Abstract:We argue that heterophenomenology both over- and under-populates the intentional realm. For example, when one is involved in coping, one’s mind does not contain beliefs. Since the heterophenomenologist interprets all intentional commitment as belief, he necessarily overgenerates the belief contents of the mind. Since beliefs cannot capture the normative aspect of coping and perceiving, any method, such as heterophenomenology, that allows for only beliefs is guaranteed not only to overgenerate beliefs but also to undergenerate other kinds of intentional phenomena.

I thought this was an interesting critique of Dennett’s heterophenomenology. If you don’t know, heterophenomenology is a research methodology that acts as “a bridge – the bridge – between the subjectivity of human consciousness and the natural sciences.” Essentially, the heterophenomenologist is an objective gatherer and interpreter of first-person subjective reports who doesn’t construe the reporter as completely authoritative.

What this interpersonal communication enables you, the investigator, to do is to compose a catalogue of what the subject believes to be true about his or her conscious experience.

So, the heterophenomenologist interprets all intentional phenomena as beliefs. This is a problem for Dreyfus and Kelly because it overgenerates mental content. They use the example of going out of a door to illustrate their point on overgeneration. If you ask someone going out of a door whether they “believed there was a chasm on the other side”, they might say yes, but in reality, as they were going out of the door, they were thinking no such thing but were merely responding to the “to-go-out” solicitation given by the door. No beliefs were involved in the act at all, just pure motor intentionality.

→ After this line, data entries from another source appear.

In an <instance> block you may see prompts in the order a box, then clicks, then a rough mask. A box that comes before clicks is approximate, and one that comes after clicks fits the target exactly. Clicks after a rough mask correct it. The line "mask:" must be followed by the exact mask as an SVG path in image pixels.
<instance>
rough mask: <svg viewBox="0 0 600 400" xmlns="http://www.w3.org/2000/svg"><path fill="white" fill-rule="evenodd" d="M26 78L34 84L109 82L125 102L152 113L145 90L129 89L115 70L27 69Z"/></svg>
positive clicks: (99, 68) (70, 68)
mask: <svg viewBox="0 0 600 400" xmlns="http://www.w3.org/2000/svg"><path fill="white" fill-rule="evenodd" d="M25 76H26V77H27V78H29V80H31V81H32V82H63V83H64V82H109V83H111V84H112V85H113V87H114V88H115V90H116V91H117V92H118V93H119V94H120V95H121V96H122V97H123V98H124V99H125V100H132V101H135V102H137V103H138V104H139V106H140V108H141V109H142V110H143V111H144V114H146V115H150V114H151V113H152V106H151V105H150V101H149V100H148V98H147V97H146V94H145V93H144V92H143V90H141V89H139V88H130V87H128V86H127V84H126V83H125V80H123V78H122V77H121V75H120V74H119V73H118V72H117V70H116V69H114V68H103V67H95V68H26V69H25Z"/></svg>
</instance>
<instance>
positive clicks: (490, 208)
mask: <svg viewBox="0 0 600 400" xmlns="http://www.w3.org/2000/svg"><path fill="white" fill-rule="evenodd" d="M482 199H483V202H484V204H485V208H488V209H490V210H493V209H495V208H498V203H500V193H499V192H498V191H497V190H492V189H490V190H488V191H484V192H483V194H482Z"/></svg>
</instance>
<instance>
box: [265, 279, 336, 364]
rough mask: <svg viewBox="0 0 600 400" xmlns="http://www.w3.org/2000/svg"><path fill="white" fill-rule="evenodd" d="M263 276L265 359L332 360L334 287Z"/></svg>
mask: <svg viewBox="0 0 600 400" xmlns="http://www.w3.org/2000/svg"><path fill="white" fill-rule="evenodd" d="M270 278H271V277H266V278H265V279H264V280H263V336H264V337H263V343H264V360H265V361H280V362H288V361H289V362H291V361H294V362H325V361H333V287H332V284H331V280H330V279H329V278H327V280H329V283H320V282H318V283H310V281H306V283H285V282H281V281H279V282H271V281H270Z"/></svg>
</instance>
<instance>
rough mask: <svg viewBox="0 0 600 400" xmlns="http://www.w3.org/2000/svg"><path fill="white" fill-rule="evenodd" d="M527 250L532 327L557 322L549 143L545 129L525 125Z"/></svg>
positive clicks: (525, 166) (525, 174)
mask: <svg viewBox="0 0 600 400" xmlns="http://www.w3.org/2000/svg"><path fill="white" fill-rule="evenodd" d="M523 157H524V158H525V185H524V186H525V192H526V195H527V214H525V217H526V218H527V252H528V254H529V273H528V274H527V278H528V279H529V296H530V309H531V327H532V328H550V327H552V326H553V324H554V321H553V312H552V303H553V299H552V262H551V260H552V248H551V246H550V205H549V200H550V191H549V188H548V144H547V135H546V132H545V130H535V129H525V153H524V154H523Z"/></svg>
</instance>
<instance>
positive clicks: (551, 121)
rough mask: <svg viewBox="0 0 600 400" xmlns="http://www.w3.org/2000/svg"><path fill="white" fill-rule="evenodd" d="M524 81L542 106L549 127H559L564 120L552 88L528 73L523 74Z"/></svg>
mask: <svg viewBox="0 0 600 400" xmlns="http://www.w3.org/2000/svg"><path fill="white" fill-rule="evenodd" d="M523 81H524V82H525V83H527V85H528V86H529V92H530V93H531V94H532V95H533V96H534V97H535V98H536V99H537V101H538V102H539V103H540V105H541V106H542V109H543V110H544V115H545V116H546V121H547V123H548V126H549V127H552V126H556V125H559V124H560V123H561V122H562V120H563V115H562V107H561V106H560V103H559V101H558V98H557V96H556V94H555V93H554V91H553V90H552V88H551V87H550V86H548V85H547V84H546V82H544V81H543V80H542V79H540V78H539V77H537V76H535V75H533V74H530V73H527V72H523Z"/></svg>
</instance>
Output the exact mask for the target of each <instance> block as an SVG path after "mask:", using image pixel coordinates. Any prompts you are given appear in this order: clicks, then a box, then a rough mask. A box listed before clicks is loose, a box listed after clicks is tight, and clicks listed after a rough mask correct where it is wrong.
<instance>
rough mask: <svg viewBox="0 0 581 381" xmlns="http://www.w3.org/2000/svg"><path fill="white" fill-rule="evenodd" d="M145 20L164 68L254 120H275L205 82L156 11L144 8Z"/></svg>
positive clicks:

This last point on “motor intentionality” is crucial, because Dreyfus and company also accuse the heterophenomenologist of undergenerating intentional contents.

But to deny that skillful coping involves belief is not to deny that it lacks intentional content altogether. There is a form of motorintentional content that is experienced as a solicitation to act. This content cannot be captured in the belief that I’m experiencing an affordance. Indeed, as soon as I step back from and reflect on an affordance, the experience of the current tension slips away. Since beliefs cannot capture this normative aspect of coping and perceiving, any method, such as heterophenomenology, that allows for only beliefs is guaranteed not only to overgenerate beliefs but also to undergenerate other kinds of intentional phenomena.